Home recording can be an easy, entertaining and rewarding pursuit. You can create professional audio for your music, podcasts, videos, voice-overs, etc. Only a few years back, studio quality recordings were only possible in expensive studios with thousands of clams worth of equipment.
But now, anyone can do it right on your home computer. There are some basics to be absorbed, though. First what do you need? You can spend a ton of cash on gear that you don’t really need. I recommend that if you’re just starting out, you don’t buy any of it. The least expensive and easiest way to get studio-quality recordings is with a computer that was made in the past…say…10 years (this being 2010). This will be your PC recording studio.
You’ll also need a microphone (or “mic” for short). If you’re just starting out, you can learn all the techniques for creating pro-audio with just a plastic PC mic. I poo you not! Pretty soon you’ll want better sound, and a usb mic for about 49 bucks (like the Samson Q1U) will be a huge jump in quality. Over time, you can upgrade incrementally…if you need to.
Then you want to take a look at software. I like to use multi-track recording program (sometimes called a digital audio workstation or DAW) and a sound editing program. But most DAWs will allow you to do everything you need without having additional software just for editing (an on-going topic of debate;)). Anyway, you’ll be able to find software for free that compares well in quality with the big and dear brand names. I recommend trying Audacity, which coincidentally, is BOTH a multi-track recorder and sound editor in one. It’s absolutely free and can be downloaded from the open source playground Sourceforge. Personally, I use Reaper.
After you have your software, do some recording save it as mp3 or wav format, then put your earphones on and turn the volume up. Listen for hisses and clicks in the final version, and notice how far you have got to turn it to get it loud. If there are plenty of hisses and clicks, this is sometimes known as a ‘dirty’ or ‘noisy’ recording. Hear me now and believe me later…NOISE IS PUBLIC ENEMY #1! And it is always with us. Many programs will edit out the noise, but when they do they can also adversely affect the over-all quality. Why? Because in editing out the noise, it also filters out part of the signal…the stuff you WANT! The less noise you have to deal with, the better noise-reduction programs work. I know that sounds obvious, but look at it this way. Noise reduction can completely eliminate soft, low-volume noise without leaving any audible yuckiness. But as the percentage of noise in the audio goes up, the yuckiness that is left behind gets worse and worse.

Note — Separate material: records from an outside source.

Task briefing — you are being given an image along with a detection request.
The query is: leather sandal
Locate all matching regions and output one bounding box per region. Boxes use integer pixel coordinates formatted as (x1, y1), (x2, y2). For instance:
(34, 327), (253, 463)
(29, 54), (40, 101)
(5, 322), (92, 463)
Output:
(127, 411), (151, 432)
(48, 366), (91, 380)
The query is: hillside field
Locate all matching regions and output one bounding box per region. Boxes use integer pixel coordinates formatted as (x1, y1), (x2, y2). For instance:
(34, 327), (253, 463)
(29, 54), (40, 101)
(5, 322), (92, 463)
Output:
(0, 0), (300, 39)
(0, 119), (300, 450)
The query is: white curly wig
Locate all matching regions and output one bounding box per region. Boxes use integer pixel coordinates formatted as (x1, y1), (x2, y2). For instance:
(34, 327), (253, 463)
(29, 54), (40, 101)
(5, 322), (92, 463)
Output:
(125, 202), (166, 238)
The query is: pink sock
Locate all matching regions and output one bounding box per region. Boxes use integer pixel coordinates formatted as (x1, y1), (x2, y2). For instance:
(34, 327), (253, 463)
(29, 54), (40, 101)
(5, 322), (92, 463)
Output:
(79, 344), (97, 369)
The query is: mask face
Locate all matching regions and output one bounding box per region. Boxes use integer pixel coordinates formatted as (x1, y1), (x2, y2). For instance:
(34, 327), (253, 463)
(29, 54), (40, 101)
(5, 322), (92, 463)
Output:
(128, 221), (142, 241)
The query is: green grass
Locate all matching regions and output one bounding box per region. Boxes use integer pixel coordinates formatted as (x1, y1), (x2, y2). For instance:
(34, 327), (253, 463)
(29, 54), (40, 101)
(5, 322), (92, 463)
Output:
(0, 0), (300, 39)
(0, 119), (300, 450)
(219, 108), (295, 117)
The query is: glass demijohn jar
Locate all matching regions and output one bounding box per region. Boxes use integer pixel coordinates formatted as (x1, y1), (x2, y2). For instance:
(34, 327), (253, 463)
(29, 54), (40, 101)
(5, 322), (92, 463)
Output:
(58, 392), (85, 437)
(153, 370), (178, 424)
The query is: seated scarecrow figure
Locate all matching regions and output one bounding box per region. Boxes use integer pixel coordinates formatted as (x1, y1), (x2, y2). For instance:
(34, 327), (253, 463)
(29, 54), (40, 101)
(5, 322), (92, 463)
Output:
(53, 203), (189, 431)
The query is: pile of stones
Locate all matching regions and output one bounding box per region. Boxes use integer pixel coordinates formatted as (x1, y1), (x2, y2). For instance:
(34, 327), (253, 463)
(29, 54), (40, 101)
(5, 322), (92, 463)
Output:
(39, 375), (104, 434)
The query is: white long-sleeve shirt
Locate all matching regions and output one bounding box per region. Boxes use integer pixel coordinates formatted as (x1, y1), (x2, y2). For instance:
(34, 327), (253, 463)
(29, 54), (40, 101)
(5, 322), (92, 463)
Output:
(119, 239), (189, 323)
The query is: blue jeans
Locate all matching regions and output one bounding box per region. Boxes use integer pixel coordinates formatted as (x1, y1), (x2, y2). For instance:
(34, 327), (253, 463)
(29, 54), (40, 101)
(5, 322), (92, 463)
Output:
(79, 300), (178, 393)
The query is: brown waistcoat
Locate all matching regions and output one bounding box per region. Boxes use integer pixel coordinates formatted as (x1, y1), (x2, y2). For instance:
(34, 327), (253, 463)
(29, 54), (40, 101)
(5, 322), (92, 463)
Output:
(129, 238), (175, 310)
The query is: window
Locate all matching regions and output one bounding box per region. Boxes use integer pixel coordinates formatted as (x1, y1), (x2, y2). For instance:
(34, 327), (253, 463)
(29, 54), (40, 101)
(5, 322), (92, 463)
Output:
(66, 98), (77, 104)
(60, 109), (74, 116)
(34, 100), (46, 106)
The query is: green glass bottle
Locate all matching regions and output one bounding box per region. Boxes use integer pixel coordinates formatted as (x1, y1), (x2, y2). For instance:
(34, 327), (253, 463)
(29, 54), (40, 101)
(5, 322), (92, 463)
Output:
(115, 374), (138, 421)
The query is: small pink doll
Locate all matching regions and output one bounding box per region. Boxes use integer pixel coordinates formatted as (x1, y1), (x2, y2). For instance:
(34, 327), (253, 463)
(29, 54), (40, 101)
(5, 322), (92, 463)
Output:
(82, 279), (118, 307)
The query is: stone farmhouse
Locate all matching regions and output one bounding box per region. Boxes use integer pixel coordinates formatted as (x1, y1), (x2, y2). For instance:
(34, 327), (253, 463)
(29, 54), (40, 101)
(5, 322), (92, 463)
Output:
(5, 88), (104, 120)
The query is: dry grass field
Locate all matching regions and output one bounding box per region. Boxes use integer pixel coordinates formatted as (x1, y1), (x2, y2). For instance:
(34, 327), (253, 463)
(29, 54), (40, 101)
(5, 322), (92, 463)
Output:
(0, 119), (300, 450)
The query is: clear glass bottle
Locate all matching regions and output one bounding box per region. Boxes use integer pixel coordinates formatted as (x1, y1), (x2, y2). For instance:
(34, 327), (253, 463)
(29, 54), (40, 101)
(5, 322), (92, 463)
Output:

That is the reason why it is so vital to try and get as clean a recording as possible the 1st time around! Prevention is the key. See my article on fighting noise (http://www.homebrewaudio.com/fastest-way-to-improve-audio-on-pc-recording-studio)for more information on that. One reason I recommend starting out with a $5.00 PC mic is that by learning to get the least amount of noise from that thing, you’ll know how to get the best out of every mic you ever use after that. For now, you can help yourself out by getting the mic as close to the sound source as possible, and trying to record in as quiet a space as possible.
Once you have recorded your audio, listen to it in head phones, ear-buds, or on speakers. Actually, do all 3 and notice the difference. After that just save the audio as either an mp3 or wav file (there are lots of sound formats, but those 2 are just the most common). Use the mp3 for audio you want to put on the web. Use the wav for burning CDs on your computer, or for adding audio to video, etc.